Two USB drives holding the protected health information of almost 2,000 veterans at the Man-Grandstaff VA Medical Center in Spokane, WA have been discovered to be stolen.
The two devices were storing data from a separate, external, non-networked server that was being switched off. One of the devices was the master drive used to transfer the medical center’s Anesthesia Record Keeper database to its virtual archive server. In a statement issued by the medical center, it has been claimed that transfer had taken place in January. No explanation has been provided as to why the database was still on the drive.
Thieves took the devices, on July 18 2017, from a contract employee who was attending to a service call to a VA hospital in Oklahoma City.
Man-Grandstaff VA Medical Center could not deduce exactly what information was still on the USB drives, although the database on the virtual archive server was reviewed and found to include full names, addresses, phone numbers, surgical information, insurance information, and details of Social Security numbers.
1,915 peoples who may have had their PHI exposed hare being notified of the breach by mail and have been offered credit monitoring services for 12 months for free.

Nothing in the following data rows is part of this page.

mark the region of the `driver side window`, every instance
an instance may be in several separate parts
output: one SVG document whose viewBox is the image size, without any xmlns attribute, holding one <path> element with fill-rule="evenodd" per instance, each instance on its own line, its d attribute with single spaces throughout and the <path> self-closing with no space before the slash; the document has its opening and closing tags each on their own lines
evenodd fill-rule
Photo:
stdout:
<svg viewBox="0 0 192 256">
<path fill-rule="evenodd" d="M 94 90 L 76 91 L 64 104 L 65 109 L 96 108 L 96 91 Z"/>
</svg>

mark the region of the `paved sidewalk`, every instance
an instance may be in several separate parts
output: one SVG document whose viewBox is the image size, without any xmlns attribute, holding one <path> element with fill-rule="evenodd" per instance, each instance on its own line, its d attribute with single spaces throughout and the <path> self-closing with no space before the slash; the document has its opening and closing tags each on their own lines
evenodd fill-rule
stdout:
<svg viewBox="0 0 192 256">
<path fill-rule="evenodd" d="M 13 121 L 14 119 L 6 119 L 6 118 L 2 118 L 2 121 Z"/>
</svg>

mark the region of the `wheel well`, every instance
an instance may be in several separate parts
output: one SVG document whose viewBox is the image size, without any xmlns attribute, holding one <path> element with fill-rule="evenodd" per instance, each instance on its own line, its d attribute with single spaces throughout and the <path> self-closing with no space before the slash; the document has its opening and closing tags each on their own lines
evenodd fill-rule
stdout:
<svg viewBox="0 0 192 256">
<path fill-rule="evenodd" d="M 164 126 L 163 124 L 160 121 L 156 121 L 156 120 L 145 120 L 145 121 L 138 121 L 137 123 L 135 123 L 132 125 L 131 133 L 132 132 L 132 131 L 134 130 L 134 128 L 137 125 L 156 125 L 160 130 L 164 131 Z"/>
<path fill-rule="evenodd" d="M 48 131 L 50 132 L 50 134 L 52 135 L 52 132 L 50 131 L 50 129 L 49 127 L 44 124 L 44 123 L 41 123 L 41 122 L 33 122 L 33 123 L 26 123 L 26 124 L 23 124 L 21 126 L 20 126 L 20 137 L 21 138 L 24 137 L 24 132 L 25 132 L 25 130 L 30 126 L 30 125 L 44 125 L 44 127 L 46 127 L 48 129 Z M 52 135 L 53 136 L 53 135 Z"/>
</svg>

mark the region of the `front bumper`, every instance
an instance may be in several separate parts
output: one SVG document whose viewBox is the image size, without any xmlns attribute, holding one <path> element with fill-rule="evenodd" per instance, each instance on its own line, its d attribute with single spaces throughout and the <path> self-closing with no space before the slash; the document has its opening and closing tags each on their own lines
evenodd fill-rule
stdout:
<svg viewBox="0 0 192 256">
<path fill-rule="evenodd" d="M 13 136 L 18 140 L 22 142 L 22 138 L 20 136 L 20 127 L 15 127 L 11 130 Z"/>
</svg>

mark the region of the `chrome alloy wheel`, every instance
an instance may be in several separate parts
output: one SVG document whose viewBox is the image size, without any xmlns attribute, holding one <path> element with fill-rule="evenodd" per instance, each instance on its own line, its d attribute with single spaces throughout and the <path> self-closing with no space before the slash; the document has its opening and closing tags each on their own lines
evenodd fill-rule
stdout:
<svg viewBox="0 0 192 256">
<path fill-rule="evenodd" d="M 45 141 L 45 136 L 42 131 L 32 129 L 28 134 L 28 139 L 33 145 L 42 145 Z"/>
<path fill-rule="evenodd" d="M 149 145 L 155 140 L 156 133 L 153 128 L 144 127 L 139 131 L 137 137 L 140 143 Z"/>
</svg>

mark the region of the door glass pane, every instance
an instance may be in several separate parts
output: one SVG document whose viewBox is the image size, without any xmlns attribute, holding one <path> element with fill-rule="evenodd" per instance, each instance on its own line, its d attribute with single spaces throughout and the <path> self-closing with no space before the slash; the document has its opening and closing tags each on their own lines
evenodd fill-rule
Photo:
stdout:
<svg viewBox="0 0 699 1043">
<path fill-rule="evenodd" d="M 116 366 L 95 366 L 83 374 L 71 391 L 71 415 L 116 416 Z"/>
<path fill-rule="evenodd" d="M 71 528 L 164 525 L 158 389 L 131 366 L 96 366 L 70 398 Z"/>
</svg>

In September 2017, the same medical center revealed another data breach had been experienced. An unencrypted laptop computer that was working as an interface with a hematology analyzer was found to be missing. The data on the laptop included names, dates of birth, and the Social Security numbers of almost 3,200 veterans. Following that breach, the medical center adapted a system that enables devices to be remotely sanitized in the event of loss or being stolen.
While transporting or storing data on small standalone devices such as USB, pen, or zip drives is useful, the devices are easily misplaced, lost, or illegally taken. The loss of a USB drive storing PHI is a reportable HIPAA breach and one that could potentially lead to a major regulatory fine.
There are now a variety of cloud-based services that allow data to be easily accessed and shared. Covered entities still using these small standalone devices to store PHI should consider eliminating the use of the USB devices and changing to HIPAA-compliant cloud-storage.
Before entering in a usage agreement with any cloud storage service, HIPAA covered entities should obtain a signed, HIPAA-compliant business associate agreement and train staff members on the correct use of the storage platform.
If the use of USB drives is an unavoidable option, any PHI kept on the devices should be encrypted to stop unauthorized access in the event of loss or theft, or an alternative security system that gives the same level of safety.